Stock levels on the sales side have been low – although we anticipated a surge in landlords selling – we haven’t seen a mass exodus and mortgage rates have finally calmed down.
It will be interesting to see what happens come March 2024 when the rent freeze comes to an end – will there be a small period of freedom for landlords to increase as they please?
Or will the much discussed rent caps be introduced to dovetail with the March deadline – this seems impossible given the need for consultation. Will there be more emergency legislation brought in? We continue to watch and wait.
Returns are still good if you know where to buy and can buy at the right price – but substantial cash flow from just a couple of BTLs is tricky in the current market – scale is key. Vanilla BTL remains a great long term investment.
Website link: You can view Sally’s website at SLM Property right here.
Advice from the property pros
As our friends and colleagues have stated, 2024 could be another challenging year.
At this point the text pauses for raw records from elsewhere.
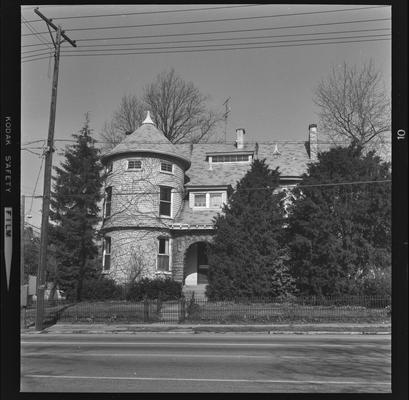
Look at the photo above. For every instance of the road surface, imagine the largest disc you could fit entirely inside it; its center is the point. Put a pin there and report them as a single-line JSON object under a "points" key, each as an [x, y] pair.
{"points": [[206, 363]]}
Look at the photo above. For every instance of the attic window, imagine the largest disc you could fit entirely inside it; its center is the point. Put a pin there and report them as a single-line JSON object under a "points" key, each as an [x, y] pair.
{"points": [[229, 158], [134, 164]]}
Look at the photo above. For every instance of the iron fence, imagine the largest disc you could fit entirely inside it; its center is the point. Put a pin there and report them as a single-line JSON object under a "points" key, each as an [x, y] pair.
{"points": [[202, 310]]}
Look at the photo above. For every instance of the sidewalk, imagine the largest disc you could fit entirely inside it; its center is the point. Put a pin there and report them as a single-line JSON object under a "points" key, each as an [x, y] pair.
{"points": [[324, 328]]}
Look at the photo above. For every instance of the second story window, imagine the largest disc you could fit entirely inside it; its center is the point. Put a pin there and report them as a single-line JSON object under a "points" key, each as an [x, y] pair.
{"points": [[106, 254], [166, 167], [200, 200], [165, 201], [134, 164], [108, 201], [163, 254], [215, 199]]}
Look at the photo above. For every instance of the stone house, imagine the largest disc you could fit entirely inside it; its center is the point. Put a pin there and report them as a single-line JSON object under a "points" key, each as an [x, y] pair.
{"points": [[160, 198]]}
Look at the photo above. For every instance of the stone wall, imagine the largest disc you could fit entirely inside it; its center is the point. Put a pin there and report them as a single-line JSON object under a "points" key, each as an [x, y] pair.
{"points": [[181, 242], [135, 251]]}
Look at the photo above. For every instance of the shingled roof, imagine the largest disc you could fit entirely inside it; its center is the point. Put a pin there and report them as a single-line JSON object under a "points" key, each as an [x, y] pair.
{"points": [[291, 159], [147, 139]]}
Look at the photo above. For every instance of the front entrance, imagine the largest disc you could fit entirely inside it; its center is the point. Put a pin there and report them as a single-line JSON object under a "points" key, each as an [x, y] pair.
{"points": [[196, 264]]}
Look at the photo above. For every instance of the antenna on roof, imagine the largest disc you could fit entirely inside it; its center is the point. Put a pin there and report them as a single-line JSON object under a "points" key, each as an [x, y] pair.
{"points": [[225, 116]]}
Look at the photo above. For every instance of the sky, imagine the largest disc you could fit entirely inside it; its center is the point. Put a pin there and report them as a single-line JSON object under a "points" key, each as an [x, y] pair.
{"points": [[271, 88]]}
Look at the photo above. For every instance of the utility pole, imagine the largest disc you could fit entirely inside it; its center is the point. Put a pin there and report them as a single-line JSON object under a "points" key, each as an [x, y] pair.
{"points": [[48, 169], [225, 115], [22, 244]]}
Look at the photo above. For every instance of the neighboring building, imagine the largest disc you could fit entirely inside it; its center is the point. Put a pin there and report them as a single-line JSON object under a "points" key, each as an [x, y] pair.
{"points": [[161, 198]]}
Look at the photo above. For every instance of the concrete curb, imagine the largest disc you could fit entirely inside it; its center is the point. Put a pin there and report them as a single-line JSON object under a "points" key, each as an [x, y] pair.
{"points": [[307, 329]]}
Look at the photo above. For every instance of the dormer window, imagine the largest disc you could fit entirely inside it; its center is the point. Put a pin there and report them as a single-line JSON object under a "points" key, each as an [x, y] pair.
{"points": [[134, 164], [200, 199], [166, 167], [242, 157]]}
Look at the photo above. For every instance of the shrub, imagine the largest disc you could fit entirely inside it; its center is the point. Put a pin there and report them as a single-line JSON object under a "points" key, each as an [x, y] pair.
{"points": [[101, 289], [165, 289]]}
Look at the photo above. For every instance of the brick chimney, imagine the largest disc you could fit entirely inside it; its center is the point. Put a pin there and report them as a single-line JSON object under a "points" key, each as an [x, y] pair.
{"points": [[240, 138], [313, 142]]}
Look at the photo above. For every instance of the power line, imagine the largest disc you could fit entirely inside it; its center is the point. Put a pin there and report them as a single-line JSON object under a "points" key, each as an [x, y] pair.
{"points": [[229, 44], [209, 21], [37, 34], [218, 45], [236, 38], [206, 50], [35, 186], [212, 32], [156, 12]]}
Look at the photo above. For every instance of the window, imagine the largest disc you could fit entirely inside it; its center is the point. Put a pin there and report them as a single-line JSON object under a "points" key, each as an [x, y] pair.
{"points": [[231, 158], [215, 199], [200, 200], [134, 164], [108, 201], [166, 167], [165, 201], [202, 254], [163, 254], [106, 254]]}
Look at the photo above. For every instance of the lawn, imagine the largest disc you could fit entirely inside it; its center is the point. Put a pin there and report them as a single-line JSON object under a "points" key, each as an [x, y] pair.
{"points": [[225, 312]]}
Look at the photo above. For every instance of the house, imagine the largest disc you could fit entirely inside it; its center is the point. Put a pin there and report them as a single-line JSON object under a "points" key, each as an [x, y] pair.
{"points": [[161, 198]]}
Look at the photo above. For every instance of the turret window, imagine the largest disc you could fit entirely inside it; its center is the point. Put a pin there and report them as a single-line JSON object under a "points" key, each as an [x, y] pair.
{"points": [[165, 201], [108, 201], [166, 167], [106, 255], [163, 254]]}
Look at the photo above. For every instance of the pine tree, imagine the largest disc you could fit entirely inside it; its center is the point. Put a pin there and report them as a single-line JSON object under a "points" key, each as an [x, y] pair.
{"points": [[339, 235], [246, 256], [75, 212]]}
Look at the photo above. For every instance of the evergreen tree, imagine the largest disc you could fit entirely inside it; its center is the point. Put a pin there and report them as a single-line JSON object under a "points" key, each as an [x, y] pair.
{"points": [[340, 235], [246, 256], [75, 212], [31, 252]]}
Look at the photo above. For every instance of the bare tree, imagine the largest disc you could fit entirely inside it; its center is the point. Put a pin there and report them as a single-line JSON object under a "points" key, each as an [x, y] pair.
{"points": [[178, 109], [354, 105], [127, 118]]}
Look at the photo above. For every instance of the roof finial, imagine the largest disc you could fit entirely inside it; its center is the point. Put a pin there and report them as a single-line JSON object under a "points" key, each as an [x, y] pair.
{"points": [[148, 119], [276, 152]]}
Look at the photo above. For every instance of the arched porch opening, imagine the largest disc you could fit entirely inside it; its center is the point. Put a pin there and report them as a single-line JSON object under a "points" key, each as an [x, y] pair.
{"points": [[196, 265]]}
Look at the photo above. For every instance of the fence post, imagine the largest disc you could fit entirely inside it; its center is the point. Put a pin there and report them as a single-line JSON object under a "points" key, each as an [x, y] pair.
{"points": [[145, 309], [158, 304], [182, 309]]}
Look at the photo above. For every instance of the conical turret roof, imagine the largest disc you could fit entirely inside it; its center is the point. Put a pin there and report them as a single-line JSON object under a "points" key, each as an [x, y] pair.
{"points": [[147, 139]]}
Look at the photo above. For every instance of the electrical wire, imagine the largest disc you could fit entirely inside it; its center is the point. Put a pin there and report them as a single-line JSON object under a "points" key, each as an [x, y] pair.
{"points": [[156, 12], [35, 186], [207, 50], [37, 34], [206, 33], [237, 38], [227, 44], [212, 21]]}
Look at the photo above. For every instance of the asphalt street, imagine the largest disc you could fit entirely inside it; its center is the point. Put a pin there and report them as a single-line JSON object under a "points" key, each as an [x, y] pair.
{"points": [[206, 363]]}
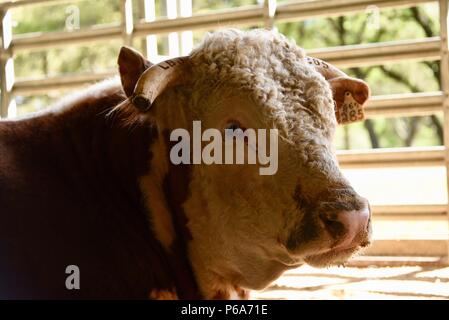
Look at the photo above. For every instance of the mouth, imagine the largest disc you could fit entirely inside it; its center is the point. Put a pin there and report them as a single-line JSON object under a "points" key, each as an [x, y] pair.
{"points": [[331, 257]]}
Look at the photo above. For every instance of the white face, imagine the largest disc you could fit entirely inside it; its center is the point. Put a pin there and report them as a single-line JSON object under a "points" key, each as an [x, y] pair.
{"points": [[248, 228]]}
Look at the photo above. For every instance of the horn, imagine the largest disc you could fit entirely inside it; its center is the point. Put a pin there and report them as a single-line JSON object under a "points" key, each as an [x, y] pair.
{"points": [[327, 70], [158, 78]]}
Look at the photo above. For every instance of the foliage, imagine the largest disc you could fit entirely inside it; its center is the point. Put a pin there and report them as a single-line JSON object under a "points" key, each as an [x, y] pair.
{"points": [[365, 27]]}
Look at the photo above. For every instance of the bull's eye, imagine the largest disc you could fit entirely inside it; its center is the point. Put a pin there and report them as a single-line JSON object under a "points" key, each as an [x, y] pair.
{"points": [[233, 125]]}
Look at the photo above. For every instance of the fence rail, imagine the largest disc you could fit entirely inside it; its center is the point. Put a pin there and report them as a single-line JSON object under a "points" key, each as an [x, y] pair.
{"points": [[415, 104]]}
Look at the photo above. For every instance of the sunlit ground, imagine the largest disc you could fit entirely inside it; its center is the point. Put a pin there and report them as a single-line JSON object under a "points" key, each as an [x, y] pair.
{"points": [[382, 187], [360, 283]]}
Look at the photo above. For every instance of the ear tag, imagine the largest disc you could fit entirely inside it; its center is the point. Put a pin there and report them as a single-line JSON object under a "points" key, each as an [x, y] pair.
{"points": [[349, 111]]}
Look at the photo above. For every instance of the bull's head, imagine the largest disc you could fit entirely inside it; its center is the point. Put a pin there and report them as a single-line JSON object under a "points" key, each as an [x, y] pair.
{"points": [[247, 228]]}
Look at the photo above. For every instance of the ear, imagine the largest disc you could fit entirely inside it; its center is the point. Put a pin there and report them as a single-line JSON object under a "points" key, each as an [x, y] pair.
{"points": [[131, 66], [350, 94]]}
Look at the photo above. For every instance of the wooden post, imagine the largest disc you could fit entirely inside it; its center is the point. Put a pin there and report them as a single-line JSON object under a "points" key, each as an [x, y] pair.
{"points": [[444, 32], [127, 21], [269, 13], [6, 62]]}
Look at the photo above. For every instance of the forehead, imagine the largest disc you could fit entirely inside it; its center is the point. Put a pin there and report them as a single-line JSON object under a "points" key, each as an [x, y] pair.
{"points": [[271, 69]]}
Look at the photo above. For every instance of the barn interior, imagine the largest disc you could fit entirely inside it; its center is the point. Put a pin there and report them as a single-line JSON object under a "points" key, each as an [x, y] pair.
{"points": [[398, 157]]}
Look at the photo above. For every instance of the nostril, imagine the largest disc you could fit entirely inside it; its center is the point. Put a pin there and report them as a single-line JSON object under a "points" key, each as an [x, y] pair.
{"points": [[332, 224]]}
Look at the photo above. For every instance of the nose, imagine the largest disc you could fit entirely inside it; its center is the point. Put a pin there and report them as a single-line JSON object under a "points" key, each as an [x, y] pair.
{"points": [[349, 228]]}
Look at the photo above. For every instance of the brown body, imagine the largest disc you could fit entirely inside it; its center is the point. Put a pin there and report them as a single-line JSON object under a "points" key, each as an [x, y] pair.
{"points": [[69, 194]]}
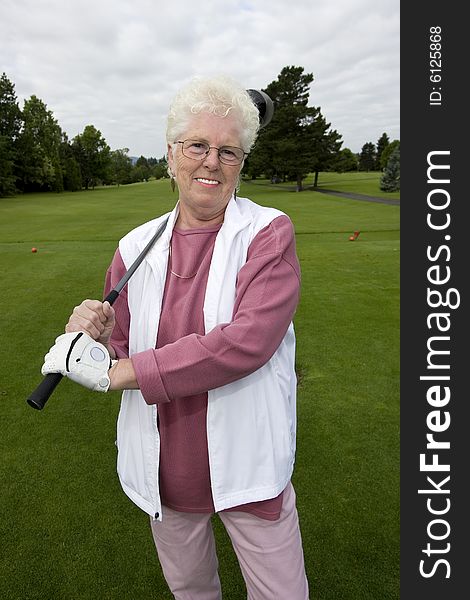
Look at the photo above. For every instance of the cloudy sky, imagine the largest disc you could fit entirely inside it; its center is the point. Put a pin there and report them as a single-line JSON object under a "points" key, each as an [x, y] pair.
{"points": [[116, 64]]}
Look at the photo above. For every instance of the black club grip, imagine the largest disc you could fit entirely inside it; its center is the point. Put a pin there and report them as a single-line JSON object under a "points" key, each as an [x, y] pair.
{"points": [[41, 394]]}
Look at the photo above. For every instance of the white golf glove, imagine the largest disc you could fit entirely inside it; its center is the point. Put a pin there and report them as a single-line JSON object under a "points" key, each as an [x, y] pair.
{"points": [[80, 358]]}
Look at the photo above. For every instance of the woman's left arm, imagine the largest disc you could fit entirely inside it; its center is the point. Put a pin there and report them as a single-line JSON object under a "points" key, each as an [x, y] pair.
{"points": [[267, 295]]}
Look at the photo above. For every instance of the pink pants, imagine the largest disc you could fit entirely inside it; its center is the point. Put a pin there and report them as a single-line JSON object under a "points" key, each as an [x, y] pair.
{"points": [[269, 553]]}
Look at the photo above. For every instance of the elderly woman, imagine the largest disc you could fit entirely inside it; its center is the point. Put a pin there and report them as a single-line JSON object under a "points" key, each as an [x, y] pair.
{"points": [[202, 344]]}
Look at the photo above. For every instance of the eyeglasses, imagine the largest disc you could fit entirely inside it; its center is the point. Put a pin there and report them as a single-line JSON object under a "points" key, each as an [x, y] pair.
{"points": [[229, 155]]}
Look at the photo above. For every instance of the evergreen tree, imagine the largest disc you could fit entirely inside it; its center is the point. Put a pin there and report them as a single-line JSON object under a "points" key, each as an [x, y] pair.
{"points": [[298, 140], [390, 180], [367, 157], [39, 142], [93, 155], [387, 152], [345, 161], [10, 125], [121, 166]]}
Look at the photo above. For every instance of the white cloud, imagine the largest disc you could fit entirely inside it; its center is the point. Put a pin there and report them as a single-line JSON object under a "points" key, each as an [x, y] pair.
{"points": [[117, 64]]}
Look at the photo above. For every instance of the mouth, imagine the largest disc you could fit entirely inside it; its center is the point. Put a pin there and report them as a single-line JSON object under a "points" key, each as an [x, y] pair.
{"points": [[207, 182]]}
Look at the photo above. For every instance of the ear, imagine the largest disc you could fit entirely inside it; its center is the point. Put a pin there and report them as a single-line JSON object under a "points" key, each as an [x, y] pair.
{"points": [[171, 160]]}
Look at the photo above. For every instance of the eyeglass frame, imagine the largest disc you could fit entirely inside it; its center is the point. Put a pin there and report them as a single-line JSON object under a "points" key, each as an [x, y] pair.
{"points": [[204, 156]]}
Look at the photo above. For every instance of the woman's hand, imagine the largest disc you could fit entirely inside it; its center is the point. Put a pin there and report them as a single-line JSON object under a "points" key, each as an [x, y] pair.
{"points": [[94, 318]]}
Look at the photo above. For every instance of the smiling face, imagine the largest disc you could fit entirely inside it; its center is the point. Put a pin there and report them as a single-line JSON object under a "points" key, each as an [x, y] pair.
{"points": [[205, 186]]}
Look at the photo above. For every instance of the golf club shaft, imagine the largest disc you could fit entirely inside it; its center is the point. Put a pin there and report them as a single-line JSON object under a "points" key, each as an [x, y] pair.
{"points": [[41, 394]]}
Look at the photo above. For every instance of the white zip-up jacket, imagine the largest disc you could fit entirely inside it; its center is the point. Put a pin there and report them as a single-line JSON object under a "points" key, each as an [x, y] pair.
{"points": [[251, 423]]}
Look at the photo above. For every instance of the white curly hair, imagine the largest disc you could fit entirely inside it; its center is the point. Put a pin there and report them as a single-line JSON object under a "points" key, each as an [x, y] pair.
{"points": [[219, 95]]}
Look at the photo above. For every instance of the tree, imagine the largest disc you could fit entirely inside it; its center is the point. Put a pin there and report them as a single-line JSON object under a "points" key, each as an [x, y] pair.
{"points": [[345, 161], [382, 143], [327, 146], [297, 140], [93, 155], [390, 180], [284, 149], [142, 169], [387, 152], [367, 157], [39, 142], [70, 166], [10, 125], [121, 166]]}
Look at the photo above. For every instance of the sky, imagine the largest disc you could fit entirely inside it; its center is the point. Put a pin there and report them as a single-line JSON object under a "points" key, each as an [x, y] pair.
{"points": [[116, 64]]}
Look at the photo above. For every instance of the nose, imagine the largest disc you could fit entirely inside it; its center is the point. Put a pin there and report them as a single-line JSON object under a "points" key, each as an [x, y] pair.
{"points": [[211, 159]]}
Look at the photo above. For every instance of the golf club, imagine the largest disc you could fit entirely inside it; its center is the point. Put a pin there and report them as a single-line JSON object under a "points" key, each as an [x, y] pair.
{"points": [[41, 394]]}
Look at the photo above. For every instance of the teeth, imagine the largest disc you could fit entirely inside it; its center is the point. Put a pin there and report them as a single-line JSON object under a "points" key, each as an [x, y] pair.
{"points": [[208, 181]]}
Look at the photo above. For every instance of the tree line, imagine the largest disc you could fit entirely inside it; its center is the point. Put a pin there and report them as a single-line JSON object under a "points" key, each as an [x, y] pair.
{"points": [[36, 155]]}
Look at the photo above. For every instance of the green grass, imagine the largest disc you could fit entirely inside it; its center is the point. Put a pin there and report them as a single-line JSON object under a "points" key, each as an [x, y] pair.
{"points": [[68, 531]]}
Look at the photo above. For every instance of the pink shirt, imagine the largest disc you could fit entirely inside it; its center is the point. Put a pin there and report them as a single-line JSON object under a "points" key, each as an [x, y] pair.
{"points": [[187, 362]]}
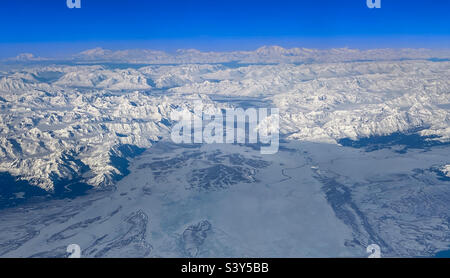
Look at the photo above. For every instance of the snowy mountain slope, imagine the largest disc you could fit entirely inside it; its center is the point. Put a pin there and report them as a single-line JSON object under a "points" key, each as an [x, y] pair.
{"points": [[265, 54]]}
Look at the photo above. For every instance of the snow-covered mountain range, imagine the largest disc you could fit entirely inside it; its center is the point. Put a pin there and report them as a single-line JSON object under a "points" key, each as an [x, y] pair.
{"points": [[59, 119]]}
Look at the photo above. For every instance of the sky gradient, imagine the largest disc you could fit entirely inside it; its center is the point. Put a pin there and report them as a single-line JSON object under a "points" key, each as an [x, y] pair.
{"points": [[50, 28]]}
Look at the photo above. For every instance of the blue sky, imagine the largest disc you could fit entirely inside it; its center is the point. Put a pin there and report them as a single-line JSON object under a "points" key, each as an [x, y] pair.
{"points": [[48, 27]]}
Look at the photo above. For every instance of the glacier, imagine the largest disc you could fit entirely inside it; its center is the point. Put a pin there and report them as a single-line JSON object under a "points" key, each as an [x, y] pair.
{"points": [[85, 155]]}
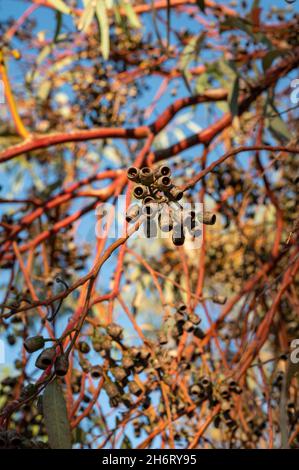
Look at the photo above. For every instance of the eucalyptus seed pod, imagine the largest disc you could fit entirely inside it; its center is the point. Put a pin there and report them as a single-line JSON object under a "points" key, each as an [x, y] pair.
{"points": [[119, 373], [207, 218], [149, 200], [224, 391], [133, 213], [150, 228], [219, 299], [188, 326], [163, 170], [178, 237], [199, 333], [45, 358], [134, 388], [175, 194], [144, 354], [205, 382], [182, 309], [195, 389], [194, 318], [96, 372], [61, 365], [164, 183], [146, 175], [34, 343], [162, 338], [196, 231], [165, 220], [115, 331], [140, 191], [150, 209], [106, 343], [28, 391], [83, 347], [111, 389], [133, 174]]}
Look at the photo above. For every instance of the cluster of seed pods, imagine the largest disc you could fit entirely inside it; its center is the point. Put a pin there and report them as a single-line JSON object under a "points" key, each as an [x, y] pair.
{"points": [[161, 197]]}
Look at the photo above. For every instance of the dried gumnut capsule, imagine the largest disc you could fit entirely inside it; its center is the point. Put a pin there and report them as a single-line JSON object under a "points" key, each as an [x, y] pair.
{"points": [[178, 237], [45, 358], [205, 382], [164, 183], [96, 372], [144, 354], [163, 170], [111, 389], [195, 389], [83, 347], [194, 318], [114, 330], [133, 213], [146, 175], [135, 388], [199, 333], [165, 220], [219, 299], [188, 326], [28, 391], [61, 365], [207, 218], [133, 174], [34, 343], [162, 338], [119, 373], [224, 391], [127, 362], [141, 191], [175, 194]]}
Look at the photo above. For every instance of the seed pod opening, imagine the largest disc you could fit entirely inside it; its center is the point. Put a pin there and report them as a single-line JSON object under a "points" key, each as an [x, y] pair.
{"points": [[140, 191], [61, 365], [219, 299], [207, 218], [165, 220], [175, 194], [133, 213], [178, 237], [146, 175], [150, 228], [134, 388], [164, 182], [133, 173], [114, 330], [163, 170], [96, 372], [45, 358], [34, 343]]}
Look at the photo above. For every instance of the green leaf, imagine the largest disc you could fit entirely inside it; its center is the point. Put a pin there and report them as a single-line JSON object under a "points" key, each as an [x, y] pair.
{"points": [[87, 16], [55, 415], [269, 58], [131, 15], [61, 6], [103, 20]]}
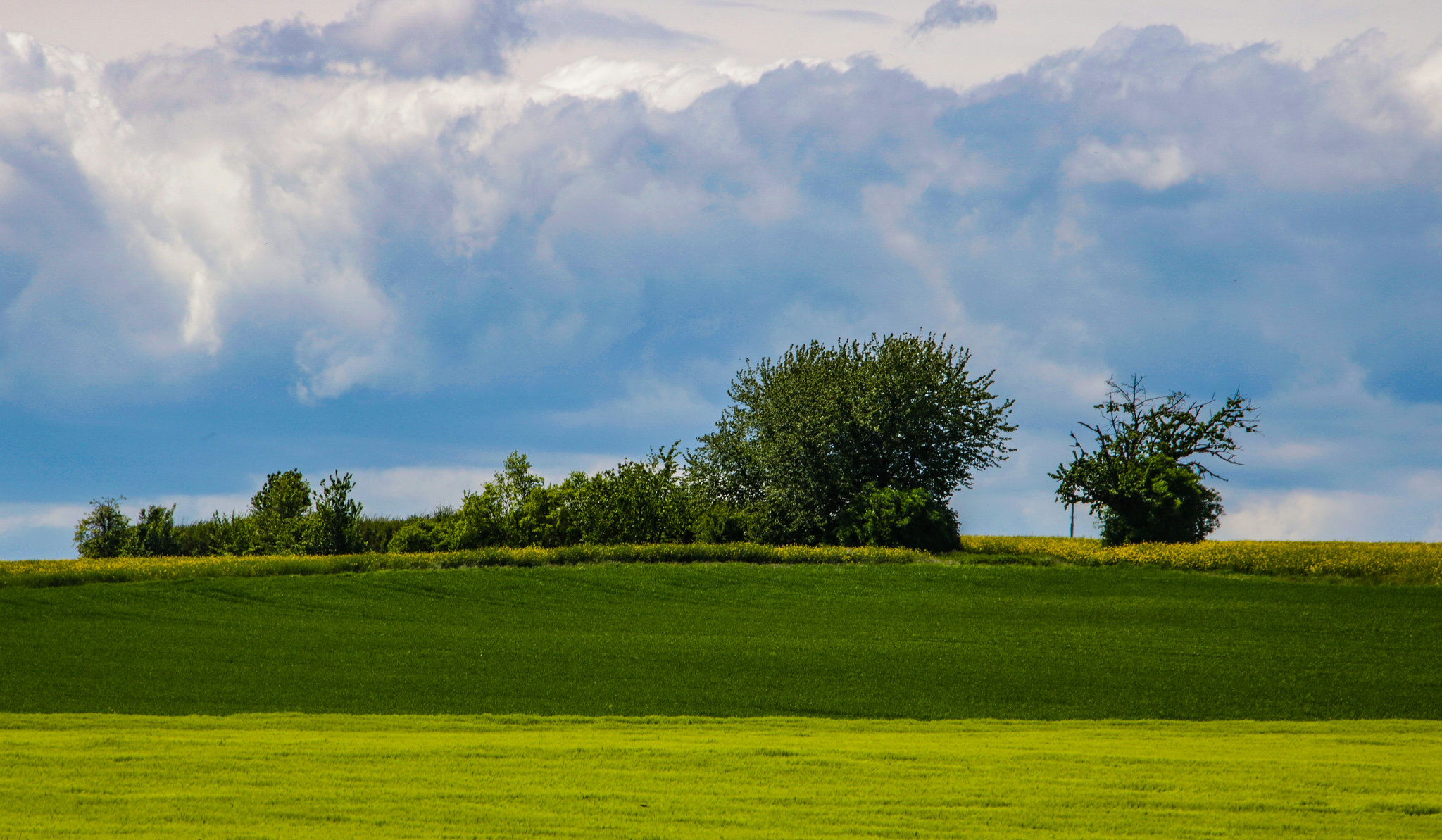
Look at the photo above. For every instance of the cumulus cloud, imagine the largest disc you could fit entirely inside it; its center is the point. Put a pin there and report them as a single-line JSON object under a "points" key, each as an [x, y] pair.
{"points": [[573, 20], [953, 13], [378, 222], [406, 38]]}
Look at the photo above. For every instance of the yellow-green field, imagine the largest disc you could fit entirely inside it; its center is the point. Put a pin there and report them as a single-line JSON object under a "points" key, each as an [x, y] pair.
{"points": [[337, 775], [1396, 563]]}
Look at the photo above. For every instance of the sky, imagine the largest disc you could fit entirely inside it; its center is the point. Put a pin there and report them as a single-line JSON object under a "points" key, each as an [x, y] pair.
{"points": [[404, 238]]}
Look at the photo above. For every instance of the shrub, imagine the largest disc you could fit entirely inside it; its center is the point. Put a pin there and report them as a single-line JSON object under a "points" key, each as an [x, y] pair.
{"points": [[153, 534], [809, 432], [890, 518], [1143, 479], [637, 503], [103, 532], [420, 535], [332, 527], [279, 515]]}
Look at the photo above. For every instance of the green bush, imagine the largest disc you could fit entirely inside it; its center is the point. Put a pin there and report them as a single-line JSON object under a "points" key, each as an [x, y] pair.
{"points": [[153, 534], [890, 518], [420, 535], [103, 532], [808, 434], [279, 515], [332, 526]]}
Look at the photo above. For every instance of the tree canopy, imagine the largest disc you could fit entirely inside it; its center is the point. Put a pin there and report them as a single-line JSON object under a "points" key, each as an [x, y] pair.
{"points": [[1144, 475], [813, 437]]}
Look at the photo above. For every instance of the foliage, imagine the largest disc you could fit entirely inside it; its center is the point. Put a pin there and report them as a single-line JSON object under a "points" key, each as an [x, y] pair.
{"points": [[1144, 476], [103, 532], [332, 527], [420, 535], [635, 503], [886, 516], [279, 515], [153, 534], [808, 434]]}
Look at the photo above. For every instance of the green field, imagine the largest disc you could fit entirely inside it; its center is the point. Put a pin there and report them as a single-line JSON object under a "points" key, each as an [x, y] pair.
{"points": [[924, 641], [290, 775]]}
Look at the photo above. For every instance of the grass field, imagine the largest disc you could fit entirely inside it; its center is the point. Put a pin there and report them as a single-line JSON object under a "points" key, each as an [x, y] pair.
{"points": [[924, 641], [1392, 563], [475, 777]]}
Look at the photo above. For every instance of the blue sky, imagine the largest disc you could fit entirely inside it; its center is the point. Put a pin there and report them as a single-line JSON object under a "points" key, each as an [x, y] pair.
{"points": [[408, 237]]}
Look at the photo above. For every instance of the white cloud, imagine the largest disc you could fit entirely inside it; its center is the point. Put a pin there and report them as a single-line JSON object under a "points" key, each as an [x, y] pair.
{"points": [[375, 206], [1154, 169], [1409, 512], [953, 13], [648, 403]]}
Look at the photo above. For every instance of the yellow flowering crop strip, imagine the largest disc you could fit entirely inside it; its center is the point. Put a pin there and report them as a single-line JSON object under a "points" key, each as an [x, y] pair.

Supply isn’t going to increase dramatically, keeping rents relatively high as demand remains as high as ever.
In Scotland, the rent cap will end in March 2024, but the Scottish government has been speaking about further restrictions on rent increases, as mentioned by some of our contributors.
Whether that will be rent controls, more temporary legislation or something completely new, only time will tell.
Likewise, although we will most likely see a change of UK government at some point next year, there is still time for the Renters (Reform) Bill to pass through parliament and into law.
The contents and form of the Bill, when it finally does become statute, is still in the hands of Parliament which makes it difficult to plan for.
Hopefully we will see no more madness in respect of interest and mortgage rates, allowing for a period of retrenchment and modest expansion within the PRS across the UK.
There we have it – the Scottish property predictions for 2024, straight from the professionals! Reading between the lines of our various contributors we get the sense that 2024 could be a solid year for buy-to-let and property investment in general.
Yes, there are some potential challenges lurking – both north and south of the border – but after some difficult times we are starting to see some level of economic stability in the market as interest rates find their level and inflation slows.
Market forces may make portfolio purchases more attractive as it becomes harder to realise reasonable income from a single property. New legislation we didn’t expect could lob a big, shiny spanner right into the works.
This is the joy of trying to divine the future!
Regardless, we’ll be here in 2024 to help you with your property journey, offering advice, guidance and practical assistance to get you up and running on your buy-to-let adventure.
So until then, thank you for your support through 2023 and our best wishes to you all for a very merry Christmas and a happy New Year!